How prescient. Another illustration of why the Citizens United ruling is so pernicious: Corporations can have no more conscience than your average mob.

Interesting generalization about politics and fiction. I'm sure there are a lot of notable exceptions, but I can't think of any offhand.

January 21, 2013  
Blogger Peter Rozovsky said...

The novel is astonishingly relevant to our time in many, many respects while remaining a prescient document of its own time. Musil fled Austria after the Anschluss, and he died in 1942. Knowing that, the currents swirling throughout the novel chilling, especially since the action, at least in the first volume, is entirely the day-to-day life of Vienna's middle and upper classes.
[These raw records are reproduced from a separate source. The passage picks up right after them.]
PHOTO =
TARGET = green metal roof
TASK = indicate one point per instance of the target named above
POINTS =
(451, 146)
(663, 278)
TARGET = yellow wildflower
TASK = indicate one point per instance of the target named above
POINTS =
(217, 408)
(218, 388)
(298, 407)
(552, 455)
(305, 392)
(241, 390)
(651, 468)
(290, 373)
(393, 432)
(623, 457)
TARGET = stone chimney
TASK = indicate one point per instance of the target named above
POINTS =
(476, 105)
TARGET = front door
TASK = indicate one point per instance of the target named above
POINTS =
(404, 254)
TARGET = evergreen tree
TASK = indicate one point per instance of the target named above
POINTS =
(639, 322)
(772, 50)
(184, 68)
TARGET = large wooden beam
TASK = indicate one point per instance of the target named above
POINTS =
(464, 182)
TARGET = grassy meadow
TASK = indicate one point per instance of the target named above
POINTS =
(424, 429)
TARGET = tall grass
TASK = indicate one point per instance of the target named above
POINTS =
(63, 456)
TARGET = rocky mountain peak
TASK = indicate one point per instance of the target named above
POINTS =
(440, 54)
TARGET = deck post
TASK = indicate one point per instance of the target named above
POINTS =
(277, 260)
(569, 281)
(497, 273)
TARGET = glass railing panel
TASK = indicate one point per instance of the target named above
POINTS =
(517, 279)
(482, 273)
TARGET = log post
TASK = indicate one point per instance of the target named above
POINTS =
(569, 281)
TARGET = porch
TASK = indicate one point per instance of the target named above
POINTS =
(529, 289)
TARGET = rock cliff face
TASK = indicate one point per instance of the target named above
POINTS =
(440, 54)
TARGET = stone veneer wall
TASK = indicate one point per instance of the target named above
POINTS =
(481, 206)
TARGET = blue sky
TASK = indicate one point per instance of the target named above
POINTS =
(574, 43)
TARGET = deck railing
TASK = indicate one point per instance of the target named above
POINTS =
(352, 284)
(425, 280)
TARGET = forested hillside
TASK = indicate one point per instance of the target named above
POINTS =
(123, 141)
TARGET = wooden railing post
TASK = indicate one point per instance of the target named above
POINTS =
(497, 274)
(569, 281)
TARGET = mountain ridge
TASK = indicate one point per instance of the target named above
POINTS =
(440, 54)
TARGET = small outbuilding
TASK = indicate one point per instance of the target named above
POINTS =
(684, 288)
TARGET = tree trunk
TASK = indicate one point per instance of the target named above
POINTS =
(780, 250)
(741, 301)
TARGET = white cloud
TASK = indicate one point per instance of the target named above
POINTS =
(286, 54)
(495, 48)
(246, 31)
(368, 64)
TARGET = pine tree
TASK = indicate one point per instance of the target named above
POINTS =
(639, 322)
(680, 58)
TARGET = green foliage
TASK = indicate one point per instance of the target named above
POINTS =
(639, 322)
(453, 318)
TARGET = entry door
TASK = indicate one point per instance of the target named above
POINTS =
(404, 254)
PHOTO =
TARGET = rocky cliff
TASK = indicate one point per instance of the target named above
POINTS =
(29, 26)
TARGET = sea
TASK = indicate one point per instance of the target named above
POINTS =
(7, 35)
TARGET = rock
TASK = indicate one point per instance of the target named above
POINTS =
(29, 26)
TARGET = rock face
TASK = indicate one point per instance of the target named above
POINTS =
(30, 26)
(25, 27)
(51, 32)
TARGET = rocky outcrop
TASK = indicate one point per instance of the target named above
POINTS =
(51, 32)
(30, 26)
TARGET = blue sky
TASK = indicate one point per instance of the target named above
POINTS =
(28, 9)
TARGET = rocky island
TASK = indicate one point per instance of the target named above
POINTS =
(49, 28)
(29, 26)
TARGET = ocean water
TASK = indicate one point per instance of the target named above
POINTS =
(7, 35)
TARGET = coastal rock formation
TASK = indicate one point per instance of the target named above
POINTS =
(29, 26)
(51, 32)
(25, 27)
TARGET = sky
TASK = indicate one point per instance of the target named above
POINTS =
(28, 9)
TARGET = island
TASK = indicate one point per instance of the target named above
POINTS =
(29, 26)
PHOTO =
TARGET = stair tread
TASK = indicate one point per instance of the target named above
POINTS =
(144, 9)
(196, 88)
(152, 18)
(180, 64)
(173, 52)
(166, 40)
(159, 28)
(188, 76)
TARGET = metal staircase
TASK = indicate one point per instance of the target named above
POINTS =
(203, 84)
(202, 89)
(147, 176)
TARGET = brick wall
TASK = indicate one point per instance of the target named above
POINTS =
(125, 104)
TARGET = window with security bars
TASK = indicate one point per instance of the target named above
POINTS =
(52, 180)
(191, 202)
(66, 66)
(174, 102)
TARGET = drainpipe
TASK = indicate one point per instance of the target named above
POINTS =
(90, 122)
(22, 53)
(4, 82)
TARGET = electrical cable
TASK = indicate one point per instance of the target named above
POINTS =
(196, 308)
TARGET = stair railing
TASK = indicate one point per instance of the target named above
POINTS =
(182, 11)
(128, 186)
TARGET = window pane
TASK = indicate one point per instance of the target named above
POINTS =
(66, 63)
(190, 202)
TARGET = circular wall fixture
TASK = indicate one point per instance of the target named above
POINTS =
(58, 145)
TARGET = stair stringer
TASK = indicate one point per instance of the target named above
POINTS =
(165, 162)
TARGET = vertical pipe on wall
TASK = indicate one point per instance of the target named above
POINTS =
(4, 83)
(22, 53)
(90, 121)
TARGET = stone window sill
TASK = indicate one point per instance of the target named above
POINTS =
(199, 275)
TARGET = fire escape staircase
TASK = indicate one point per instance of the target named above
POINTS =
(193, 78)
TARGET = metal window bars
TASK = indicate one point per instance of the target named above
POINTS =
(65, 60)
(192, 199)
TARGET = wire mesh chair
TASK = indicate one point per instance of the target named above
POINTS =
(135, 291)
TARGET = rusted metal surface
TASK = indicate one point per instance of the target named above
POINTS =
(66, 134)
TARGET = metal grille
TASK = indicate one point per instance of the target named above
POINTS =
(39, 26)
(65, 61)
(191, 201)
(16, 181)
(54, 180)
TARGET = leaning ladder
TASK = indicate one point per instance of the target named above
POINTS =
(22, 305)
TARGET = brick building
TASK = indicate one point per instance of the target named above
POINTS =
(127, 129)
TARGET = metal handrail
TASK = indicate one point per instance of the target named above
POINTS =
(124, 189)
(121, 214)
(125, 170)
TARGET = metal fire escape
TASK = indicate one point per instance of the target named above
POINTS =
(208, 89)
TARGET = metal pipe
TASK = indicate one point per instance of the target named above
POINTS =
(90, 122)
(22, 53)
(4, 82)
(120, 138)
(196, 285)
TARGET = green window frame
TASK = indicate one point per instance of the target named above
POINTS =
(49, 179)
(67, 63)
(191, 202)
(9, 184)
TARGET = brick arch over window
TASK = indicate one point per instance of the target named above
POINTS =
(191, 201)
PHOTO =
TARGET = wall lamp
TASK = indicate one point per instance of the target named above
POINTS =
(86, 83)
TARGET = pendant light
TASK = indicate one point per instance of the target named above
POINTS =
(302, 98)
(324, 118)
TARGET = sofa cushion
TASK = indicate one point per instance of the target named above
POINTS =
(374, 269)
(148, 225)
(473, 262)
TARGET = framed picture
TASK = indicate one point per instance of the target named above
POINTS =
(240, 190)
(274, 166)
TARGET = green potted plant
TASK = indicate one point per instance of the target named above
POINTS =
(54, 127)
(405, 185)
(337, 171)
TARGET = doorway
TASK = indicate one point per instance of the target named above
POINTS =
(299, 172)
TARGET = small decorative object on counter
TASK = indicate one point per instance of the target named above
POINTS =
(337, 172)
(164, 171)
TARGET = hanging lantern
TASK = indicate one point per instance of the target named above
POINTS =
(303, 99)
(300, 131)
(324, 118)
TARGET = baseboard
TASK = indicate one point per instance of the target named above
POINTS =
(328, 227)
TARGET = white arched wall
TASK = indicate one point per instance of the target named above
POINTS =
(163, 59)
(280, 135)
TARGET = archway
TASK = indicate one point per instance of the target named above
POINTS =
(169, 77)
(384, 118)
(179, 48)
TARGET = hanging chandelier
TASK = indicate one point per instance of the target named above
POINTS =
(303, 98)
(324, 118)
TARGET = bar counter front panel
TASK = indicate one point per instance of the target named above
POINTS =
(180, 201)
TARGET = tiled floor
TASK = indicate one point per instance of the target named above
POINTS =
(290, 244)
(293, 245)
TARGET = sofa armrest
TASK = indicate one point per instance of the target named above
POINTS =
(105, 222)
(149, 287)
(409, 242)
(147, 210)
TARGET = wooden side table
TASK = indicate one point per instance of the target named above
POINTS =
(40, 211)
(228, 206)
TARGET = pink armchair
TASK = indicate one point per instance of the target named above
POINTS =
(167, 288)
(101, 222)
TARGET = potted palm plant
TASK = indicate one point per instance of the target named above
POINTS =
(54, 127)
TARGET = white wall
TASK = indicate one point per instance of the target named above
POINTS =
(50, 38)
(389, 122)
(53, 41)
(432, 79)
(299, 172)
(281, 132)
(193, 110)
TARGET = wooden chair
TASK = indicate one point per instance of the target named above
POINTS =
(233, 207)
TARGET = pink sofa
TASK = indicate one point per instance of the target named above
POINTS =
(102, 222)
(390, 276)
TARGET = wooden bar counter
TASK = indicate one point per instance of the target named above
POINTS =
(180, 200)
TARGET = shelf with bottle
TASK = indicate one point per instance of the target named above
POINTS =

As to politics and fiction, if I were a Republican consultant, I'd advise candidates to start lying and say their favorite novels are "To Kill a Mockingbird" or something along those lines, the way Hollywood stars do.

January 21, 2013  
Blogger R.T. said...

You say, "I now regard Democrats as the party of Walter Mosley and Daniel Woodrell, and Republicans as that of L. Ron Hubbard and Ayn Rand, and my heart overflows with compassion for my intelligent, literate conservative friends and acquaintances."

You either engage in irony or you paint with too wide a brush in your generalizations.

As for me, I have not read any one of the authors you list. Does that fact make me apolitical? Does that fact make me unfit for stereotyping? Does your broadly painted assertion stop me cold and remain distracted from the remainder of your posting. Does all of this make me wonder? Indeed, I do wonder.

January 21, 2013  
Blogger Peter Rozovsky said...

R.T., I thought the post made it clear that I was poking fun at the whole notion of reducing parties to labels.

On the other hand, Rand and Hubbard are not albatrosses hung around Paul Ryan's and Mitt Romney's necks by the liberal media. Romney and Ryan presumably chose freely to tell the world those are the authors they read and, being politicians, presumably intended by their choices to send a political message-- just as Bill Clinton and Barack Obama did with their choices. The labels, in other words, are not entirely unfair.

And that is why I really do feel embarrassed for my conservative friends, who, I like to think, read better authors than L. Ron Hubbard and Ayn Rand--and would love to have better leaders to enunciate and put into practice their principles.